Parallelization issues on all_shortest_paths

Greetings, Tiago!

I am trying to use the multiprocess module in Python to accelerate my
simulations. Specifically, I use the following code to parallelly calculate
k-shortest paths for a set of node pairs,

self.valid_paths[v] = pool.map(lambda x: gt.all_shortest_paths(self.g,source
= v_index, target = x),[self.g.vertex_index[c] for c in self.Cloudlet]),

where self.Cloudlet is a predefined node list.

However, python reports the pickling issues
self.valid_paths[v] = pool.map(lambda x:
gt.all_shortest_paths(self.g,source = v_index, target =
x),[self.g.vertex_index[c] for c in self.Cloudlet])

File
"/home/percy/anaconda2/lib/python2.7/site-packages/multiprocess/pool.py",
line 251, in map
    return self.map_async(func, iterable, chunksize).get()

File
"/home/percy/anaconda2/lib/python2.7/site-packages/multiprocess/pool.py",
line 567, in get
    raise self._value

RuntimeError: Pickling of "graph_tool.libgraph_tool_core.Vertex" instances
is not enabled (http://www.boost.org/libs/python/doc/v2/pickle.html)

Is there anything I am missing? My OS is 16.04, python 2.7.14, graph-tool is
from Ostrokach's Anaconda.

Thanks for your reply

Best,
Percy

Greetings, Tiago!

I am trying to use the multiprocess module in Python to accelerate my
simulations. Specifically, I use the following code to parallelly calculate
k-shortest paths for a set of node pairs,

self.valid_paths[v] = pool.map(lambda x: gt.all_shortest_paths(self.g,source
= v_index, target = x),[self.g.vertex_index[c] for c in self.Cloudlet]),

where self.Cloudlet is a predefined node list.

Please, provide a minimal _self-contained_ (i.e. complete) example that
shows the problem, not a snippet. Otherwise it is difficult to understand
the problem.

However, python reports the pickling issues
self.valid_paths[v] = pool.map(lambda x:
gt.all_shortest_paths(self.g,source = v_index, target =
x),[self.g.vertex_index[c] for c in self.Cloudlet])

File
"/home/percy/anaconda2/lib/python2.7/site-packages/multiprocess/pool.py",
line 251, in map
    return self.map_async(func, iterable, chunksize).get()

File
"/home/percy/anaconda2/lib/python2.7/site-packages/multiprocess/pool.py",
line 567, in get
    raise self._value

RuntimeError: Pickling of "graph_tool.libgraph_tool_core.Vertex" instances
is not enabled (http://www.boost.org/libs/python/doc/v2/pickle.html)

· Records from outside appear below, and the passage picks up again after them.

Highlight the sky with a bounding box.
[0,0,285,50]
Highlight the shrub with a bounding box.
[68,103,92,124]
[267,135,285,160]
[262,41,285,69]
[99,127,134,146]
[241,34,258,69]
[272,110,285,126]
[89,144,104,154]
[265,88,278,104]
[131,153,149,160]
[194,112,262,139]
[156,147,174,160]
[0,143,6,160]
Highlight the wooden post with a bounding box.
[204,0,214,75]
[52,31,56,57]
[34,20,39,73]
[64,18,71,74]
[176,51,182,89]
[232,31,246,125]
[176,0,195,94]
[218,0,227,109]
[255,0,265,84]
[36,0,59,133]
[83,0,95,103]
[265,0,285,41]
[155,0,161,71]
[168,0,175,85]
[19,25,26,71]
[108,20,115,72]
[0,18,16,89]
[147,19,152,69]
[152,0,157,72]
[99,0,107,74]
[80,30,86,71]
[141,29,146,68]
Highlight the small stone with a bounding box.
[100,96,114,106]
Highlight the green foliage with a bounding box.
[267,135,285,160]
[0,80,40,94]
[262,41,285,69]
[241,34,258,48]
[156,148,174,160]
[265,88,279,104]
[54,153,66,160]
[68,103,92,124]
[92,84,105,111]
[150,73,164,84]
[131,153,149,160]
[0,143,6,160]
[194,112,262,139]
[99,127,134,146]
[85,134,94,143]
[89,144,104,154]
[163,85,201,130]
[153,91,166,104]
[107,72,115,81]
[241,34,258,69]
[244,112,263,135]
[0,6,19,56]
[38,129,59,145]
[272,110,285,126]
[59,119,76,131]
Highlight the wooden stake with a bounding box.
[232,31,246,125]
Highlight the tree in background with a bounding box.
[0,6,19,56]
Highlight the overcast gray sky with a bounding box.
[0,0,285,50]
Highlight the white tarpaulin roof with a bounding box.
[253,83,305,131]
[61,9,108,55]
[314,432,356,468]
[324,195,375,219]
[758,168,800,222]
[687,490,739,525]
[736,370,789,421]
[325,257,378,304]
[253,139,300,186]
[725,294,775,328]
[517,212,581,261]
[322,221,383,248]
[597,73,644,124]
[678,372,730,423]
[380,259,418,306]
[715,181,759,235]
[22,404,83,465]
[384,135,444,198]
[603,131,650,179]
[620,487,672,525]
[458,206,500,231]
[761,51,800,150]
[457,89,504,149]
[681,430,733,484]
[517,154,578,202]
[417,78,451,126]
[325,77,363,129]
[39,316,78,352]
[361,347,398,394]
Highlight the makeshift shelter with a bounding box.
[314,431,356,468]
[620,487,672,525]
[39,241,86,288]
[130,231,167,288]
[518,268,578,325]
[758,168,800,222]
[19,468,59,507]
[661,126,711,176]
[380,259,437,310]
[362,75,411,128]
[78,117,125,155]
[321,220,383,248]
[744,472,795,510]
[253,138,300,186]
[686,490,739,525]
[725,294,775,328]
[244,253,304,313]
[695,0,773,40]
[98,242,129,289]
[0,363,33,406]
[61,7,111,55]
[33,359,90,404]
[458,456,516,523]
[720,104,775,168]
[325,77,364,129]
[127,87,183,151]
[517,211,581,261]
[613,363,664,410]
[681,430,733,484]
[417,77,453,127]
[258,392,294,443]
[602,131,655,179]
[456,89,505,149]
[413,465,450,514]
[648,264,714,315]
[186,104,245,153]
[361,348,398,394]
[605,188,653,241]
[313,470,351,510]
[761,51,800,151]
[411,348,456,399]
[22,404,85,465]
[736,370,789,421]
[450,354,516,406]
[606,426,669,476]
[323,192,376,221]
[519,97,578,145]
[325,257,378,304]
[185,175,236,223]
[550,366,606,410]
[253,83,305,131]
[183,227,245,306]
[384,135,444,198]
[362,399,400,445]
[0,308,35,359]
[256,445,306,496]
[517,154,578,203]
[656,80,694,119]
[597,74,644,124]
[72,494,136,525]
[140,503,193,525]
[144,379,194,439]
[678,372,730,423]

Is there anything I am missing?

Vertex objects cannot be pickled. I assume that 'self.Cloudlet' stores a
list of Vertex objects. It should be changed to store a list of ints instead.

My OS is 16.04, python 2.7.14, graph-tool is
from Ostrokach's Anaconda.

Please say what version of graph-tool you are using.

Hello, Tiago

Thanks for the quick reply.

Here is a small example to reproduce the problem

#!/usr/bin/env python2
# -*- coding: utf-8 -*-
import multiprocess as mp
import graph_tool.all as gt
from numpy import *

import multiprocess as mp
import graph_tool.all as gt
import numpy as np

g = gt.price_network(20, m = 2, directed = False)
valid_paths = g.new_vertex_property("object")
g.vertex_properties["valid_paths"] = valid_paths

Cloudlet = []
Gateway = []
for v in g.vertices():
    if np.random.rand() > 0.5:
        Cloudlet.append(v)
    else:
        Gateway.append(v)

pool = mp.Pool(processes=4)
for v in Gateway:
    valid_paths[v] = pool.map(lambda x: gt.all_shortest_paths(g = g, source
= g.vertex_index[v], target = x),[g.vertex_index[c] for c in Cloudlet])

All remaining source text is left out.